Strategy Analytics has published its latest figures for advertising spend in the U.S., and in an overall pot that it estimates at nearly $187 billion, digital will account for just under 30% of that — 28%, or $52.8 billion, to be exact, putting it nearly $30 billion behind TV ad spending. However, growing at a rate of 13% this year, and up 2.5% on 2014’s share, digital remains the fastest-growing of any category.

TV, meanwhile, will account for the single biggest share of ad spend in 2015, with 42% of spend, or nearly $79 billion. That is down -0.6% on 2014. Print, in third place for ad spend after digital, will account for 15%, or $28 billion, of ad spend. Paper-based ads will be the only category to decline this year, write the analysts. It’s also down 1.8% on 2014.

The growth in digital may be the highest of any category, but it’s not enough to boost the overall sluggish picture for advertising will continue to deep the market down, growing just 3.2% in 2015.

“Despite digital’s best efforts, the drop in traditional ad revenues means we’ll see fairly modest growth in overall U.S. ad revenues in 2015 and will have to wait for more significant growth in 2016, courtesy of the U.S. presidential elections and summer Olympics,” writes Michael Goodman, an analyst at the firm.

Goodman says that social media — advertising on sites like Facebook and Twitter — will see the most growth at 31% this year, followed by video (29%) and mobile (20%).
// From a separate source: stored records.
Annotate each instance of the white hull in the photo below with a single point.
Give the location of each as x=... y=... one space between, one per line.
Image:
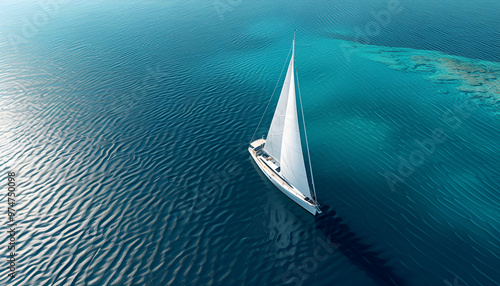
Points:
x=286 y=188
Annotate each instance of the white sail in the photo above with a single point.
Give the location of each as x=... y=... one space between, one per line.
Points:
x=274 y=137
x=292 y=158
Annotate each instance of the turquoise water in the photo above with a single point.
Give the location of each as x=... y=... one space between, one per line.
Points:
x=127 y=125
Search — and Google — will this year continue to account for the biggest proportion of spend, at 45% of all digital ad revenues.

Longer term, the same trends will continue for the next three years to come.

“By 2018, TV’s share of ad revenue will fall to 40% whilst digital’s will have grown to 35%,” writes co-author Leika Kawasaki. “However, TV’s declining share is less about ad dollars flowing out of TV and more about dollars flowing into digital from print and radio. TV networks such as ABC, NBC, MTV and the like will see little, if any, real decline in revenues, just a shift in the source from linear TV ads to online video.” Similarly, within the category of digital, we’ll see social media pulling away from the pack, widening its margin with mobile ads to take up $8.2 billion of spend, versus $7.4 billion for mobile ads.

Kawasaki calls print the “major casualty.” Although it will still bring in tens of billions of dollars — $20.3 billion — by the end of 2018, that is less than a third of its 2007 level.